Il en serait autrement, à mon sens, du délit d’escroquerie qui peut être établit par manœuvres. Dont notamment la manœuvre du salarié de ne pas remplir son temps de travail, tout en faisant accroire qu’il l’a fait pour percevoir son salaire mensuel…

Prospective : devenir de cette double jurisprudence ?

La décision de 2013 a été publiée au bulletin, dans une circonstance où l’abus de confiance était factuellement établi, portant sur les matières premières de l’employeur et la clientèle de celui-ci. La publication de l’arrêt au Bulletin en fait un arrêt de principe, qui pose comme principe de droit une extension hasardeuse au fait constitutif du délit d’abus de confiance.

J’aurais été plus à l’aise avec la notion d’escroquerie qui aurait été confortée par les manœuvres et la fausse qualité.

La décision de 2018 est plus éthérée encore. En effet, si la Cour de cassation reprend la même formulation de principe, les faits sur lesquels elle s’appuie sont bien plus complexes à appréhender. En effet, le prévenu avait détourné le fichier clients de son employeur, et détourné les perspectives pour en faire sa propre clientèle.

Mais la clientèle n’est pas susceptible d’appropriation bien qu’elle constitue par abus de langage une propriété commerciale. Elle est par essence libre de suivre le prestataire qu’elle souhaite, en raison de l’intuitus personnae.

Par ailleurs, à l’instar du vol de fichier informatique, il n’y a pas de détournement du fichier si le fichier en lui-même est conservé dans l’entreprise, même si le salarié en a tiré les informations qu’il désire, s’il en a pris copie et s’il a fait usage des informations que celui-ci contient.

Ainsi, comme le soulevait le pourvoi, le fichier des perspectives n’est pas encore un marché appartenant à l’employeur.
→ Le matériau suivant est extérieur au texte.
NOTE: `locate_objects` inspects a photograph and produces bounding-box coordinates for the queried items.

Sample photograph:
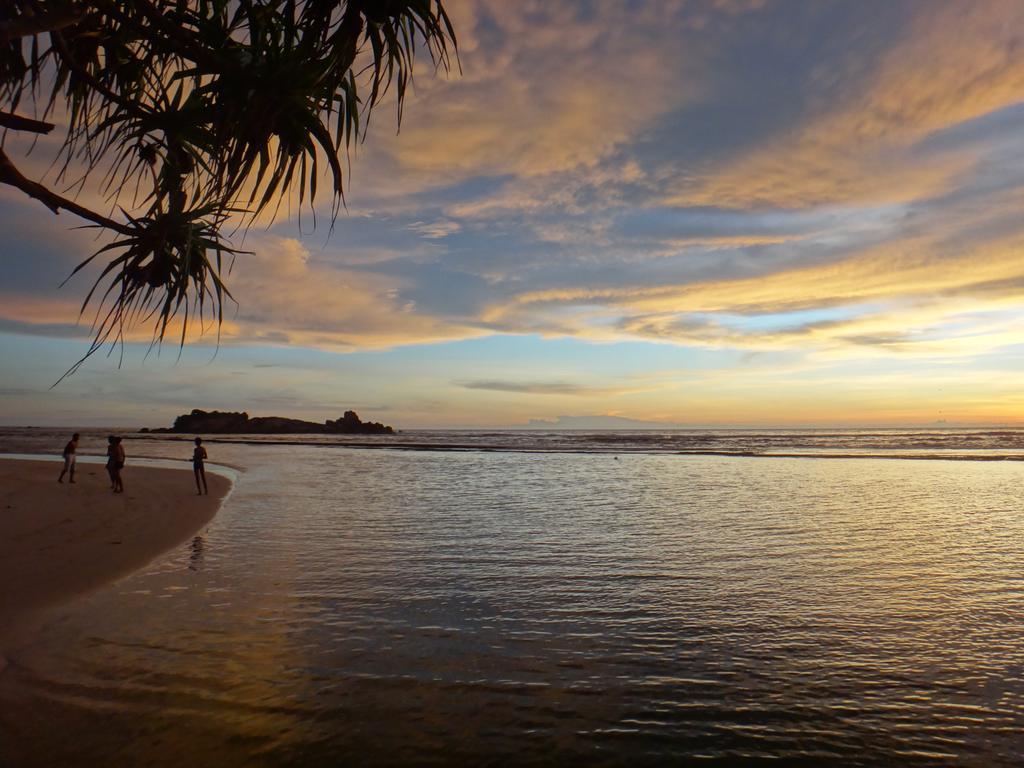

Il constitue simplement une information que le salarié doit utiliser en respectant son obligation de loyauté. Mais à aucun moment le marché potentiel n’est un bien qui est remis au salarié pour en faire un usage déterminé. À rebours, le marché potentiel est une information, qui est donnée au salarié, pour lui permettre d’en dégager une activité professionnelle…

À mon sens, les deux décisions de la Cour de cassation seraient également critiquables devant la Cour européenne des Droits de l’Homme, en raison de leurs erreurs de motivation.

Cependant, nul doute que ces décisions vont inquiéter tous les cadres qui pillent les entreprises de leurs fichiers clients et s’établissent en procédant à un acte de concurrence déloyale souvent impuni.

Toutefois, ne nous y trompons pas : le fait de tirer au flanc ne sera jamais considéré comme un abus de confiance. La Cour l’a précisé en 2018.

​Première publication sur legavox
[1] Crim., 3 mai 2018, pourvoi n° 16-86369, inédit,
[2] Crim., 19 janvier 2013, pourvoi n° 12-83031, publié, Bulletin Criminel 2013, p. 145.
[3] CA Douai, 6e chambre, 26 septembre 2016.
[4] CA Paris, Chambre 5-12, 14 septembre 2010.
[5] Dispositif de l’arrêt du 19 janvier 2013.